We cannot refrain from adding an expression of wonder that the man possessing so keen a perception of Beauty, should be so deficient in veneration. It is difficult to understand how there should be such ecstacy in the Majestic Cathedral with its dim lights, and grand music, and so little respect for an Ancient Creed, formed by the collected wisdom of the Church, made sacred by Centuries, and expressing for all time the universal Christian Consciousness.
Review. Baptist Quarterly July 1868; p. 387.
Norwood; or Village Life in New England. By Henry Ward Beecher. New York: Charles Scribner & Co.
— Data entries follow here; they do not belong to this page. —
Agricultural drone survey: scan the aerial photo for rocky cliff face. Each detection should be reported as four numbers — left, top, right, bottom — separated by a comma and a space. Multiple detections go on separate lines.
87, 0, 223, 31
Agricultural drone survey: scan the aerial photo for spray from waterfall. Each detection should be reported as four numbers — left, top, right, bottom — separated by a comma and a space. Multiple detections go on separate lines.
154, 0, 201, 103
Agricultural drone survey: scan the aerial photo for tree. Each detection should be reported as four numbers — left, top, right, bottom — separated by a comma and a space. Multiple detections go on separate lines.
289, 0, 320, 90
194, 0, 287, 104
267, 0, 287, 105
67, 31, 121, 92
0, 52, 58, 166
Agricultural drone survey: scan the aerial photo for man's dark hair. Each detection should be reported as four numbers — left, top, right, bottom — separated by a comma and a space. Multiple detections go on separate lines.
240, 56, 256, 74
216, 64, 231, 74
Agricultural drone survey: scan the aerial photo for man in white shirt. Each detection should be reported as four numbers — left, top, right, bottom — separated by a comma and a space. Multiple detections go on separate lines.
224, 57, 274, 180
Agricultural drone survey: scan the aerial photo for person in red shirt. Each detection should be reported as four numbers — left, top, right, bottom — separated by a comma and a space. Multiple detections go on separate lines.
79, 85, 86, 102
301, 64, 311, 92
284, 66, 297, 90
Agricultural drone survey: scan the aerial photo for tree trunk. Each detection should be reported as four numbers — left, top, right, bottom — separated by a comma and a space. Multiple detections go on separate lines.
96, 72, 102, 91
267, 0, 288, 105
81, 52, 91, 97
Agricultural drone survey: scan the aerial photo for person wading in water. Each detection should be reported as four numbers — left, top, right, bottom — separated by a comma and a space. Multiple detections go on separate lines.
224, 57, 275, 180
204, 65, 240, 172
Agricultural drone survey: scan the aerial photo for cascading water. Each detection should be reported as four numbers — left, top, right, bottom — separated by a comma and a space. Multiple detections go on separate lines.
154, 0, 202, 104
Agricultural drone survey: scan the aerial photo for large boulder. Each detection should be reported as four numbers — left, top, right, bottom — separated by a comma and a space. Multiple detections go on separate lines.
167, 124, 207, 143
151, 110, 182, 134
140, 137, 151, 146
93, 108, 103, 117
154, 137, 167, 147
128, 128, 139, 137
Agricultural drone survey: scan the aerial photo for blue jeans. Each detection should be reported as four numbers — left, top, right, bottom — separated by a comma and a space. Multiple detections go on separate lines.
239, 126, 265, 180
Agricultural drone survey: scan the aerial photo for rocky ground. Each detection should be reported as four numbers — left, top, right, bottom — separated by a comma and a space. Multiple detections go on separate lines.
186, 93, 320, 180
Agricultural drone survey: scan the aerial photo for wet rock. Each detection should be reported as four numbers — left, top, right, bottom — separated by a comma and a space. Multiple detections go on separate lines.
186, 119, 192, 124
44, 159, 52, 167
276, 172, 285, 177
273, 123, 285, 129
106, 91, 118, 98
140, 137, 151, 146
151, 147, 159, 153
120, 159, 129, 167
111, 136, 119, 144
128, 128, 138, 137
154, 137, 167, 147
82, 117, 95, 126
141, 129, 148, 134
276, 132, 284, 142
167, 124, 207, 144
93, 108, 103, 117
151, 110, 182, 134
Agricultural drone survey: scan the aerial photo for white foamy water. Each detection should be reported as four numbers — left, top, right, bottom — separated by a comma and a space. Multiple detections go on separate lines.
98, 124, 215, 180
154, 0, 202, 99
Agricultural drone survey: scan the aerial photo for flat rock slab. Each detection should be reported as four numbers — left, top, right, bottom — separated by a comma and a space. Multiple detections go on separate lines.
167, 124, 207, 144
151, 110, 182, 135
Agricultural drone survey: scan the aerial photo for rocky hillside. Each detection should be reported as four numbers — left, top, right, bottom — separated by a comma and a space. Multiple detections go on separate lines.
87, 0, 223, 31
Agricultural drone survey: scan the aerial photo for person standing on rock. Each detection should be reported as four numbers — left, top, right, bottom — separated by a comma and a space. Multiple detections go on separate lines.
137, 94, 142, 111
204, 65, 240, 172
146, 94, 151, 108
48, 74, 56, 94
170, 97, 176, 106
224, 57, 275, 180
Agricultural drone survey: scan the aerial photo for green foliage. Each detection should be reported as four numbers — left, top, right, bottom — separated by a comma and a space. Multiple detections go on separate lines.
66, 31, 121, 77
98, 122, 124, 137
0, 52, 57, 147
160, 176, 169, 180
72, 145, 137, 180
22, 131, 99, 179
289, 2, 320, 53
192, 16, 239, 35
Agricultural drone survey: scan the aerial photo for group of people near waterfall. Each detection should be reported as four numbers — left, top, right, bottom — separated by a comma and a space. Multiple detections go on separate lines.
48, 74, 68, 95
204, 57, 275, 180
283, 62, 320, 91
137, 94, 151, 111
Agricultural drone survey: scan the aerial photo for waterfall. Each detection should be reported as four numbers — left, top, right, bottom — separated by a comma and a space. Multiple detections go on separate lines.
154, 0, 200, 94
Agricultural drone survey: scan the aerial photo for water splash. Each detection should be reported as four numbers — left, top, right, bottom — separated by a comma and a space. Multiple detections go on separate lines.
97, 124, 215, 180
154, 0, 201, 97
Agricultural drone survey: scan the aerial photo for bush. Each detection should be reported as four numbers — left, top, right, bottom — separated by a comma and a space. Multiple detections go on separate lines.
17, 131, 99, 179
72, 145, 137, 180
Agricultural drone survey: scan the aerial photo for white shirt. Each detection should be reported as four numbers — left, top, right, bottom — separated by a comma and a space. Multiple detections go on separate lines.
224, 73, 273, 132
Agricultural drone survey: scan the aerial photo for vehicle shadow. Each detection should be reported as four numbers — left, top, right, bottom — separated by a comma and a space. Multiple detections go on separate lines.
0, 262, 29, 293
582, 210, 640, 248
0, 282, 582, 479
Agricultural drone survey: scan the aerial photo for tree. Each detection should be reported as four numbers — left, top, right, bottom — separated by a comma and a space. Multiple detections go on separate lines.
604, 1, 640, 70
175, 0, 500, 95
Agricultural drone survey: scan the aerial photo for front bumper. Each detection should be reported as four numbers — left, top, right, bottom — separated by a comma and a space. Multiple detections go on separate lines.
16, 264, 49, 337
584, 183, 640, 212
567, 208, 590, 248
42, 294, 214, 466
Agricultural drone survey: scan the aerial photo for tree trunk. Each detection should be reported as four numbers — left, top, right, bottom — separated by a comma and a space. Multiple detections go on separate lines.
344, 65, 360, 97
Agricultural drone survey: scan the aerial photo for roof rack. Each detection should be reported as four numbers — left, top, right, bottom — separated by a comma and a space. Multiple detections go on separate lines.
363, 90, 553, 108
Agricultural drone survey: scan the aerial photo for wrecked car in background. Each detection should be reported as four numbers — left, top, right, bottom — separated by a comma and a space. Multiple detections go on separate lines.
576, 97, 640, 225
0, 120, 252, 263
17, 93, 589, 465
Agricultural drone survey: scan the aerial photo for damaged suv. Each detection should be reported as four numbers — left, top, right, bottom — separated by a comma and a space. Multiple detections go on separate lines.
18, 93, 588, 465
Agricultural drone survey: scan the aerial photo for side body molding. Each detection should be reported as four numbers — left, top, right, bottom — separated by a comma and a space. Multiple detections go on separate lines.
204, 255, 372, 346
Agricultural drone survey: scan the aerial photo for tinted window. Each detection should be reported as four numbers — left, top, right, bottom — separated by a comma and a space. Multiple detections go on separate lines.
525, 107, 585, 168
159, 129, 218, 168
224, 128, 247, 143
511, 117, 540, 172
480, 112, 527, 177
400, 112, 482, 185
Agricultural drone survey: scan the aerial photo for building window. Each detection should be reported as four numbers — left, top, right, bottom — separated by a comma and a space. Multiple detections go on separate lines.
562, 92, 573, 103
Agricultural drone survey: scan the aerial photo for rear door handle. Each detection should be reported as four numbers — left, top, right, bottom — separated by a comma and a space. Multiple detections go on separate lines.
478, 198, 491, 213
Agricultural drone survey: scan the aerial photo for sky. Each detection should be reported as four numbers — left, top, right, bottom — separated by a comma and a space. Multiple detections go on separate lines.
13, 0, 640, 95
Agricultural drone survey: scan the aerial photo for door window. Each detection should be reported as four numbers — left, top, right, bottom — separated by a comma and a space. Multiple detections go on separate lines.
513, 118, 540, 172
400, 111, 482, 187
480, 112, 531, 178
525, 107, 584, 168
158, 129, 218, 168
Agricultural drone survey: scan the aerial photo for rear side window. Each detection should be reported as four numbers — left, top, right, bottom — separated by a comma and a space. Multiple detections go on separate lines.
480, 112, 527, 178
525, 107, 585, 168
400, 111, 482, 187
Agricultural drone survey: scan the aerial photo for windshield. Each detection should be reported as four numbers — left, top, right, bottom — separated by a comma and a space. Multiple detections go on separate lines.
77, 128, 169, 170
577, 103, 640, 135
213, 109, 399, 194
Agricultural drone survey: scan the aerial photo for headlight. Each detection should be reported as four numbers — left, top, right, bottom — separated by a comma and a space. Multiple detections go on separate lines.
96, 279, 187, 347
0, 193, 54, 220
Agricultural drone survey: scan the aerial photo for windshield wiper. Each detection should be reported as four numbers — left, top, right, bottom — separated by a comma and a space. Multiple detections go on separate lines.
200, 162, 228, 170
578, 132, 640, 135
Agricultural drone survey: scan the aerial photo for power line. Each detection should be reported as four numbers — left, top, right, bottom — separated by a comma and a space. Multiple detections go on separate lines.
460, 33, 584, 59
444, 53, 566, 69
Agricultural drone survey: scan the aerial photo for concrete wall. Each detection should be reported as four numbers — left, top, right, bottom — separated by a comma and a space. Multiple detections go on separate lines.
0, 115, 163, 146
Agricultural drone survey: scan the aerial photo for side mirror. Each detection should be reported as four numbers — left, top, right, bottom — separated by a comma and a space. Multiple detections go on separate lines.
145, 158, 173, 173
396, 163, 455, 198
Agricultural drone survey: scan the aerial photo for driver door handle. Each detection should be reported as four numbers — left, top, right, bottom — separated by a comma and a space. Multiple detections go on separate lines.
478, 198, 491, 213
Mr. Beecher is a genius, but his genius is essentially oratorical; or, if not, it has at least been so exclusively cultivated to express itself in oratorical forms that it can find its best expression in no other. As a storyteller, though he succeeds, he does not excel. The dialogue becomes too often monologue. The tale is deficient in the dramatic element. But though the mere novel-reader who craves only the excitement of a stimulating plot, might find this a somewhat tame story, we can well believe that it has afforded great pleasure to many thousands of readers, and that it will continue to do so. And the pleasure it imparts must be for the most part pure and healthful. Some of the characters are remarkably fresh readings from real life. The one-sidedness of Mr. Beecher’s religious teachings is apparent, but that is of course to be expected. The view of New England life is true in essentials, though highly idealized.